У него однажды было сказано, что от сильного потрясения некий человек просто распался на первоэлементы. Так и под его проницательным взглядом дробились привычные представления. Вглядитесь, как бы предлагал Стивенсон, и увидите множество противоречивых составных там, где по обычным и, если хотите, обывательским понятиям говорят о «любви» и «отеческой привязанности». Вот почему чувства эти хотя и называются «любовью», однако проявляют себя иногда крайне странно. Да, любовь, но не вообще «любовь», а такого человека, как Г'ермистон. Не один Стивенсон начал тогда это понимать, и если не по силе изображения «странных чувств», то по интересу к ним Стивенсон шел в одном направлении с крупнейшими современниками.
«Уиром Гермистоном», в особенности самим Гермистоном, Стивенсон был доволен. «Надеюсь, будет моей лучшей книгой». Случалось, конечно, что он на этот счет ошибался, но в тот раз думали так же читатели, точнее, первые слушатели нового произведения. Об этом впечатлении известно от Ллойда Осборна, того, кто в посвящении «Острова сокровищ» скрыт был за таинственными буквами Л. О.

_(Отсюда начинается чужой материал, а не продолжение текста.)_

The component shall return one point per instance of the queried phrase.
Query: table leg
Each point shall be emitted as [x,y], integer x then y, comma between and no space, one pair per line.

«Казалось, – вспоминал Осборн, – что это будет вершиной его достижений. С такой неотвратимостью и чувством, с такой уверенностью и совершенством развивалось повествование, что каждое слово отзывалось у меня в сердце». Прочитанное Ллойду так понравилось, что он даже похвалить этого не мог. Он очень искренне пишет, что молчал, потому что его слова были бы слабы после услышанного.
Однако это молчание по-своему истолковал Стивенсон. И всполошился. Ведь то был не кто-нибудь, а Л. О., вдохновивший его на создание «Острова сокровищ». И он молчит, слушая шотландский роман?! Стивенсон, проницательный психолог Стивенсон, просто упустил из виду, что вдохновитель его, некогда кричавший от восторга, слушая про пиратов, с тех пор несколько вырос. В конце концов они объяснились, Ллойд нашел слова и сказал, что это будет… это будет удивительная книга, та самая!
А работа подходила к решающему моменту. Получалось после напряженных событий все же так, что Арчи Уир попадал на скамью подсудимых. Смертная казнь грозила ему. И вот его жизнь в руках лорда Гермистона, неукоснительного стража законов, беспощадного вешателя и… его отца.
Стивенсона глубоко занимала эта ситуация. Он готовился, всеми силами души и таланта готовился написать эту сцену, своих «отцов и детей» (так ведь, в сущности, «Отец и сын», и назвал он в романе целую главу). Но знаем мы о ней уже только со слов падчерицы писателя, сестры Ллойда, писавшей под диктовку Стивенсона.[169 - Ллойд Осборн скончался в 1947 году, сестра его дожила до 1953 года. Так что лица из ближайшего окружения Стивенсона жили просто в одно время с нами.]
Работали они еще утром, в роковой день, а вечером Стивенсона уже не было в живых.
О скоропостижной смерти Стивенсона Олдингтон рассказал.